Happy Saint David’s Day, everybody – everybody who’s Welsh, who lives in Wales, who feels Welsh or generally Celtic! The Welsh national holiday isn’t quite as famous as St. Patrick’s Day, but it’s certainly special as well; and all the more to me this year, because it’s my first St. David’s Day as a Welsh resident. I can’t say how proud and happy I am to be living in this wonderful country now – after all those years I’ve found the home I’d always been searching for!
And it’s very easy to feel at home here – everybody’s just so nice and friendly, we’re by the seaside, the climate is mild, it’s peaceful and quiet; and yes, we’ve had a lot of sports victories lately to be proud of, too! Gerwyn Price is the new world number one darts player, Gareth Bale is back at his best at his new/old club Tottenham, and just day before yesterday the Welsh rugby team won against England in the Six Nations Cup! Not bad for a ‘small’ country with a population of just over 3 million, eh…
So, this morning my darling husband and me started decorating our lovely new flat here in Holyhead, of course. Ben, back in his hometown, is leading the Celtic parade, and we put up our pennants on the wall and our little Welsh flags on the teatime muffins.
Meanwhile, outside the daffodils – the national flower of Wales – are already blooming beautifully; and in the kitchen we’ve got leeks and potatoes for our St. David’s Day dinner, the local speciality called Anglesey eggs.
You can look up the recipe here if you’re interested:
Since I posted this recipe last year back in London, though, I’ve learned how to do my own mashed potatoes, too, instead of using mash powder; it’s very easy, really: peel and slice 5-6 medium potatoes, cook them in salted water for 30-40 minutes, then blend them in the food processor. Heat 30g butter and 60ml cream up in a pot, then add it to the potatoes together with 1-2tsp milk, salt and pepper and blend again – ready! And much creamier than mash made from a powder…
And last but not least for some music: the obvious choice for today is of course the national anthem, that glorious hymn to the ancient country, people and language. Here’s a beautiful version, lyrics in both Welsh and English included:
Then there are the old Welsh folk songs, poetical in the tradition of the ancient bards; one of the most famous ones is ‘Calon Lan’ (‘Pure Heart’), most beautifully sung here by Katherine Jenkins.

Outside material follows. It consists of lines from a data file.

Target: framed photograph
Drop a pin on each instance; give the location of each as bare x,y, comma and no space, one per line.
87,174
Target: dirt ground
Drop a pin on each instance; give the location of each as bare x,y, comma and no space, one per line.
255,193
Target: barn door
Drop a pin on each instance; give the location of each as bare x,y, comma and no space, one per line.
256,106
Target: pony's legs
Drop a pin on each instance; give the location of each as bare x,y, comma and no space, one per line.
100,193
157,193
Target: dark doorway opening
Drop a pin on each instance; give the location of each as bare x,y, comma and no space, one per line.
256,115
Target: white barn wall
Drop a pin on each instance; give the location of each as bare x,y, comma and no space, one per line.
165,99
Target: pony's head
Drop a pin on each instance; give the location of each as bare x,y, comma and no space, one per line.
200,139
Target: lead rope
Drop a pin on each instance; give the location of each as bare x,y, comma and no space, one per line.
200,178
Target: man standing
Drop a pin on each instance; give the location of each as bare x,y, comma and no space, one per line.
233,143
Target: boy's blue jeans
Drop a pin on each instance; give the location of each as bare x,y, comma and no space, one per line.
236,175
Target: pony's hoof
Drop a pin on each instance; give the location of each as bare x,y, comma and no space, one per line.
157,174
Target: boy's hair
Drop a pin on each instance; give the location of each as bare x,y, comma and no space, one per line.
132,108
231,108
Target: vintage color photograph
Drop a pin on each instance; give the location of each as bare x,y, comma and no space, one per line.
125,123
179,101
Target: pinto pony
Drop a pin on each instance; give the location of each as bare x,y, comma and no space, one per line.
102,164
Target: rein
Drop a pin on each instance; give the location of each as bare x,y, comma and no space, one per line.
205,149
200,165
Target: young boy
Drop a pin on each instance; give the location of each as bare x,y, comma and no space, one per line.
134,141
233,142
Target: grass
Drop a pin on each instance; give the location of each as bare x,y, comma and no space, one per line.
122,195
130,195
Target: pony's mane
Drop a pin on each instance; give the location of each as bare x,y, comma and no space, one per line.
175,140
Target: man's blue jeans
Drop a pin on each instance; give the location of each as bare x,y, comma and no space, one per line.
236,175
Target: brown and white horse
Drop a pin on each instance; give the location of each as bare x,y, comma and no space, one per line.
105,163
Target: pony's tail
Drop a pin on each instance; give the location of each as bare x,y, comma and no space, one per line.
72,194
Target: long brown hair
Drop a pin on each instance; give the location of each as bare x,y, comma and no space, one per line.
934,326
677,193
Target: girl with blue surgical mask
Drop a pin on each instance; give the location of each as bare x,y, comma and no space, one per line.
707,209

But, of course, there are lots of funny songs as well – songs to sing along, about rugby and parties and… singing! And no one is better at that than Max Boyce, the great Welsh singer and comedian and national treasure:
So have a great St. David’s Day, dear friends, wherever you are – to paraphrase the slogan about being Irish on St. Patrick’s Day: Everybody’s Welsh on Saint David’s Day!